The Centre has also not reckoned with the possibility that many SEBs will put up stiff resistance to the new regime. Says Raghuraman: "SEBs wouldn’t like the private sector to come in and threaten their hegemony. Given the clout of SEBs, private power firms may have to face an uphill task as has been the experience with private airlines." As Union Minister of State for Power, S. Venugopalachari admitted at the chief ministers’ conference: "The entry of private investment in the states has been affected due to their apprehensions on the security and returns on their investments.

Despite expressions of interest for investment of over Rs 280,000 crore for an installed capacity of 75,000 MW by private entrepreneurs, only 3,500 MW capacity is under execution.
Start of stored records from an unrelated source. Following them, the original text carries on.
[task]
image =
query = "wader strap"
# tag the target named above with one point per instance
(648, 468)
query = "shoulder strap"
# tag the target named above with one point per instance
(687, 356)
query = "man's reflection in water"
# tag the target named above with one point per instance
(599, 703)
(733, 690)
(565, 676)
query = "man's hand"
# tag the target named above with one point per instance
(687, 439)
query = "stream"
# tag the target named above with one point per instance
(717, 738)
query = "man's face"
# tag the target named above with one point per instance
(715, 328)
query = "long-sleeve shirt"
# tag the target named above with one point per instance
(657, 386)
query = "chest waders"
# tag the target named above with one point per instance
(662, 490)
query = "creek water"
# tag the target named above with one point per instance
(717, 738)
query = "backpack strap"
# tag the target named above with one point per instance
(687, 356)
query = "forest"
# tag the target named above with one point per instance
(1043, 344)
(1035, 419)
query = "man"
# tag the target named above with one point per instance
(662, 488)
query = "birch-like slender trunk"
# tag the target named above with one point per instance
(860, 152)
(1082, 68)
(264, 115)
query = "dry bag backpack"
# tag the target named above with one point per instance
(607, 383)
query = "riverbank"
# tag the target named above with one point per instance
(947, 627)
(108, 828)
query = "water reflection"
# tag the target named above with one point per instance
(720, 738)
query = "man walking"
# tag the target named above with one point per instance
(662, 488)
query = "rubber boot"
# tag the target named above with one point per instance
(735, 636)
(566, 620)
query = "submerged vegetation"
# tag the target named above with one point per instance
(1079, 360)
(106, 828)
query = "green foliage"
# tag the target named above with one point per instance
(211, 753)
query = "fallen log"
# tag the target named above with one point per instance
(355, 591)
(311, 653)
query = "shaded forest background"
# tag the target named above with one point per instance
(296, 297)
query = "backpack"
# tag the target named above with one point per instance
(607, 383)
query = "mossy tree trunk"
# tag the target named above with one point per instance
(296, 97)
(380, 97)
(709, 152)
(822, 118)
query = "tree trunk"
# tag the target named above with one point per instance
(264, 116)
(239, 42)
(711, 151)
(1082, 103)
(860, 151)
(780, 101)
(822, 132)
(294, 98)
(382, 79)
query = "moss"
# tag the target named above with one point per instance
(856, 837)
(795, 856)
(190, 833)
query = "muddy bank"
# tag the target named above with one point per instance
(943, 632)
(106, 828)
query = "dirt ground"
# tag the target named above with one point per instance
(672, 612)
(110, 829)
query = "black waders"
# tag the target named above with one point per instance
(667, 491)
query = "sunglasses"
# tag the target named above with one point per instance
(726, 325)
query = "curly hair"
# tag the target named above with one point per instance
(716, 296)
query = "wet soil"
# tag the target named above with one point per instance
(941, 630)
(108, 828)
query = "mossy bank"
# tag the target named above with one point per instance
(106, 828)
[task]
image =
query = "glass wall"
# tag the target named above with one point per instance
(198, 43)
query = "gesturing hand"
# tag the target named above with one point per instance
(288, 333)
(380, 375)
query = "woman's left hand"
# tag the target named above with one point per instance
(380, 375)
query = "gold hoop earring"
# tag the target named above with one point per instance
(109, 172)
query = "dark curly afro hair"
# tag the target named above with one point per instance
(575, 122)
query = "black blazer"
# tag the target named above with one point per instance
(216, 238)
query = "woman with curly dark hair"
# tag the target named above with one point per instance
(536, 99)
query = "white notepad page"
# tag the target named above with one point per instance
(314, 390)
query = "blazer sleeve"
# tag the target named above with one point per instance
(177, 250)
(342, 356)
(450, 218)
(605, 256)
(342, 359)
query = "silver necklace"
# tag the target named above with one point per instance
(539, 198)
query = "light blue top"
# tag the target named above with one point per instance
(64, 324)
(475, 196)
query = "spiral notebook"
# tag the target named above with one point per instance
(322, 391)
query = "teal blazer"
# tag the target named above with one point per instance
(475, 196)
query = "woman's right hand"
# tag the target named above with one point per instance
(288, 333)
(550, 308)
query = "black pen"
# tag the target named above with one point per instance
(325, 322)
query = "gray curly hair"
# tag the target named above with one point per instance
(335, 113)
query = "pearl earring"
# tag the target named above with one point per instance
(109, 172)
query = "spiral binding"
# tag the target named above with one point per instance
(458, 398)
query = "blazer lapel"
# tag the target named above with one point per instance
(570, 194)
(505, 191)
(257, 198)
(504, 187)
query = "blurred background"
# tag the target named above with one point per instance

The solutions are not simple and straightforward." Meanwhile, the grim power scenario continues to worsen. The power secretary, not one to hide facts, admits that the peak demand power shortage, at a dangerous 20 per cent in 1996-97, will reach an alarming 30 per cent next year. It’s a lesson we never seem to learn, but it’s increasingly evident that there are no short-term and quick-fix solutions to the power famine in India.